If you fit in this list it is still worthwhile checking your symptoms with your GP. For me, I never had any headaches until I had a very specific neck injury. Since then, if I sit slouched with my chin towards my chest for too long I can get migraine type symptoms. Usually not until a day or 2 later though, which can be annoying because I feel fine at the time! Fortunately they are very treatable.
What can physiotherapy do to fix your headache?
Similar to other musculoskeletal issues you’ll need a thorough assessment. Particularly as previously suggested paying close attention your upper cervical spine. We check which joints are stiff or tender and selectively treat those, rather than treat your trigger or symptoms.
Usually we can give some home exercises and techniques to keep those joints loose. Often we look at strengthening some of the neck musculature to avoid having you fall into bad postures in the future.
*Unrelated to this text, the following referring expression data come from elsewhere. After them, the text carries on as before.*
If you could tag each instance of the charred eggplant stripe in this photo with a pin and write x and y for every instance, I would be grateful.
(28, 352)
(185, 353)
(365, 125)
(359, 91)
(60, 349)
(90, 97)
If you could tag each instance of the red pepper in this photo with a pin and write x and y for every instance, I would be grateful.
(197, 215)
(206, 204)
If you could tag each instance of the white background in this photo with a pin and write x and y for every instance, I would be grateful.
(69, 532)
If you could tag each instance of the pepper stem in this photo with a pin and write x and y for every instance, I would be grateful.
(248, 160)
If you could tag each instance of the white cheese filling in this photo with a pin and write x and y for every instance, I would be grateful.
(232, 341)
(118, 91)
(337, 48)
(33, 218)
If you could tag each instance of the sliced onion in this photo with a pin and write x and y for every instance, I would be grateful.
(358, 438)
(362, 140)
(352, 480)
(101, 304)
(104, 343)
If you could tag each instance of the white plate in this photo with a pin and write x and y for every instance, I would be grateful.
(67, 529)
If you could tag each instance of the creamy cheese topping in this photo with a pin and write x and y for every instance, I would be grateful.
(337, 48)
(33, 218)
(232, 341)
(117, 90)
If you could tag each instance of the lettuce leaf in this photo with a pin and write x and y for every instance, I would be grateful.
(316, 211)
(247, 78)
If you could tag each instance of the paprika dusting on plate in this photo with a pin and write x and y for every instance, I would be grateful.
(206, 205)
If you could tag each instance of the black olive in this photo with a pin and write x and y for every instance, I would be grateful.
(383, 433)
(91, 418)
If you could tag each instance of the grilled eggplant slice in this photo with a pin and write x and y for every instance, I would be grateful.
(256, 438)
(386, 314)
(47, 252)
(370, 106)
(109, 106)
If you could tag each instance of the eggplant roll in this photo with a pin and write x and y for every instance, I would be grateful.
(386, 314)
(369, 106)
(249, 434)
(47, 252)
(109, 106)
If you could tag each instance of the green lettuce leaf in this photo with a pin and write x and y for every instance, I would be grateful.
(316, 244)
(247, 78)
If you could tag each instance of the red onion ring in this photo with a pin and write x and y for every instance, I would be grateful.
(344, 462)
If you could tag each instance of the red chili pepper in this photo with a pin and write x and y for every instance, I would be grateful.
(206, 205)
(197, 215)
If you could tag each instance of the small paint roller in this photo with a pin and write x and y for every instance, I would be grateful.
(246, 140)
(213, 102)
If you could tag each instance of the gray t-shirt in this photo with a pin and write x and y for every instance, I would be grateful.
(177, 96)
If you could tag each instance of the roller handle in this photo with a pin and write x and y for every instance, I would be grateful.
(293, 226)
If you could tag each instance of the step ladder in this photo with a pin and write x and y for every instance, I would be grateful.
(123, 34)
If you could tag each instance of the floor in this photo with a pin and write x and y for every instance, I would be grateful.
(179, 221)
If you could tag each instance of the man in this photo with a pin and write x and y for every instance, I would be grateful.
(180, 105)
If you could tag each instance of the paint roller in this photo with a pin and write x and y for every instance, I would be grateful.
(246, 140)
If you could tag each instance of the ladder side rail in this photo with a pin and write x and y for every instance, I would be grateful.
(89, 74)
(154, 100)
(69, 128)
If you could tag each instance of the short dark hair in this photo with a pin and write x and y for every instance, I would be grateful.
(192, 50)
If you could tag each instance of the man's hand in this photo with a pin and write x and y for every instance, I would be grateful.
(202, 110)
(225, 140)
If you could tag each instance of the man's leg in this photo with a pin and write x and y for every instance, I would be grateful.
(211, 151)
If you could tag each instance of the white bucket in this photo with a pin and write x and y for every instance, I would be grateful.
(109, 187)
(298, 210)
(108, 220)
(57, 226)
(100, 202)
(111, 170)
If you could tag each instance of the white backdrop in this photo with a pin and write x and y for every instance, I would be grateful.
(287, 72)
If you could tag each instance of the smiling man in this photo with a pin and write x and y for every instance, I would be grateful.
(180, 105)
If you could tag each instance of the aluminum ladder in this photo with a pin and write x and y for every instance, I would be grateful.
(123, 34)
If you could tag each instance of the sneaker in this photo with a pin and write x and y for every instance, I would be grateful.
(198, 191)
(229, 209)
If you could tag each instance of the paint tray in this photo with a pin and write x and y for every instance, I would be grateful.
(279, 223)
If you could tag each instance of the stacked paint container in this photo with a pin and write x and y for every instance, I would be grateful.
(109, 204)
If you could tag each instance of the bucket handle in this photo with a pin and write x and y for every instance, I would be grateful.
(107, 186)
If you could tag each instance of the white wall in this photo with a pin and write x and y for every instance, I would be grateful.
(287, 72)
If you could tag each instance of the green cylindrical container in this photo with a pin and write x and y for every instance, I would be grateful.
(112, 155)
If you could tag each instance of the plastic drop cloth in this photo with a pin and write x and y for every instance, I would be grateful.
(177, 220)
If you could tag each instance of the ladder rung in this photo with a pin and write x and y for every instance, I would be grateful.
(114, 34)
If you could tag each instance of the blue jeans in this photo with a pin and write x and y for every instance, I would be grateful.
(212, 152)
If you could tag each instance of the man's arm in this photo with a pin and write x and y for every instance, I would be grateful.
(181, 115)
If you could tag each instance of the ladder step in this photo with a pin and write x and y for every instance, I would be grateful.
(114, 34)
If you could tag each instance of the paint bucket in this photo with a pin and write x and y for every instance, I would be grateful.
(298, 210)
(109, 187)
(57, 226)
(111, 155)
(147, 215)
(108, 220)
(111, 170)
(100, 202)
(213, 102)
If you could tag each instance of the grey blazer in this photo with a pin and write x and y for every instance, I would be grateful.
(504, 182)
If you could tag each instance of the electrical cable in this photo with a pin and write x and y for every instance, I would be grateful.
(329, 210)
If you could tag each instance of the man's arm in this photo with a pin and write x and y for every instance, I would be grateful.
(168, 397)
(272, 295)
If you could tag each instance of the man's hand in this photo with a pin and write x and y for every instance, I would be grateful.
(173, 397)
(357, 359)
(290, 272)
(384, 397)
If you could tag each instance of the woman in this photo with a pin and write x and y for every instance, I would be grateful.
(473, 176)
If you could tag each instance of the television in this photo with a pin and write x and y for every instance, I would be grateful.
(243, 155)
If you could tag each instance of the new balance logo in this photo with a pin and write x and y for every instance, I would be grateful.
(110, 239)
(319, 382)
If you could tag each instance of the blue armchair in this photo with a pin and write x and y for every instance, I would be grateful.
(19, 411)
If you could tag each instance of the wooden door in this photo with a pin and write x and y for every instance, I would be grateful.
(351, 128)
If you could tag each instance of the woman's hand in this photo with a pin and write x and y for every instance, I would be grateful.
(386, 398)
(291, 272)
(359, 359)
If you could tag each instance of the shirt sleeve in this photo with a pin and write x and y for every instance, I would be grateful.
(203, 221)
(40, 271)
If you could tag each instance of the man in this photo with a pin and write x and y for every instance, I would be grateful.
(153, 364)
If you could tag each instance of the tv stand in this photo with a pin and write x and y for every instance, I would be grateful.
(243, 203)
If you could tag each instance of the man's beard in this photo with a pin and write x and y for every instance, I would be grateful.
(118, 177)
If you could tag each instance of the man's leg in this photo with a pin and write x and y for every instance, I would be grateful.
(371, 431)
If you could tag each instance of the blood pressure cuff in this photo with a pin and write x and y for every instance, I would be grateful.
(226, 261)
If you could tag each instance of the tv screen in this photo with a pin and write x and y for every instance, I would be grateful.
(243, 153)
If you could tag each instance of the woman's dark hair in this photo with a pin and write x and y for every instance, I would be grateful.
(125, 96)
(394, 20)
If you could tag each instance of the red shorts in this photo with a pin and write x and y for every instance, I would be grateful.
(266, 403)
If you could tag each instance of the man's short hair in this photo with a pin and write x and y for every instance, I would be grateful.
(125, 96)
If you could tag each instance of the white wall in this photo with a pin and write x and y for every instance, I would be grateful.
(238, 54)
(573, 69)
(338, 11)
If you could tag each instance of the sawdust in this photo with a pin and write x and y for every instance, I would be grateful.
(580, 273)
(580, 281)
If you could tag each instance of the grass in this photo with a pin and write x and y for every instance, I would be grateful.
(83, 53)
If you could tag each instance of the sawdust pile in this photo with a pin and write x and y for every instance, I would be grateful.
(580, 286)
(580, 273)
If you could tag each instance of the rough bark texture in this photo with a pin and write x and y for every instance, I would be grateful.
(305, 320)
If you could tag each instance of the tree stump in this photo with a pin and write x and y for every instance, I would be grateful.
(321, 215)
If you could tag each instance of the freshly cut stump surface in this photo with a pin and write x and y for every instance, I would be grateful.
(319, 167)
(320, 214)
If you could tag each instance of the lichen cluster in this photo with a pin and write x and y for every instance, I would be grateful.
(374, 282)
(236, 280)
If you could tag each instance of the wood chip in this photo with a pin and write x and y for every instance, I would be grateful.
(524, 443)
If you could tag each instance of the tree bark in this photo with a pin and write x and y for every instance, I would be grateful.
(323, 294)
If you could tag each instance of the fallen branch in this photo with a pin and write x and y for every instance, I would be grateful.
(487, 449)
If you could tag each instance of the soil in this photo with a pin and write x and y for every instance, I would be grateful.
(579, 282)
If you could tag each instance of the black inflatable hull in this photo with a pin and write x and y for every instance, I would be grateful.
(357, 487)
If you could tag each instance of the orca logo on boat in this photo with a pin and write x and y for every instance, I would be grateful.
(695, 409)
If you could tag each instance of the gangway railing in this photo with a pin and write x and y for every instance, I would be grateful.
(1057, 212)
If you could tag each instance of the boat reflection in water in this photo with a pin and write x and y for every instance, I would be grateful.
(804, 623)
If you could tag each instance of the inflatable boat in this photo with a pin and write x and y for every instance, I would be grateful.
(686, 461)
You don’t need to throw away the things that help like medication, heat packs, massage or any other therapies that have been helpful in the past.
If something goes wrong it is still worth your while having those strategies for symptom management. But by treating your upper cervical spine complex hopefully you shouldn’t need them much.
The other useful resource that a client of mine showed me is an app named Migraine Buddy . It tracks your triggers, symptoms, frequency, time etc so that you can get a better picture of what works and doesn’t work for you for your headaches.
There are probably other apps out there but I’ve only looked at this one and it was quite comprehensive and potentially useful if you struggle to link your headaches to anything.
If in doubt talk to your local physiotherapist in conjunction with your GP. It really does help if your physiotherapist has experience in treating headaches and migraines.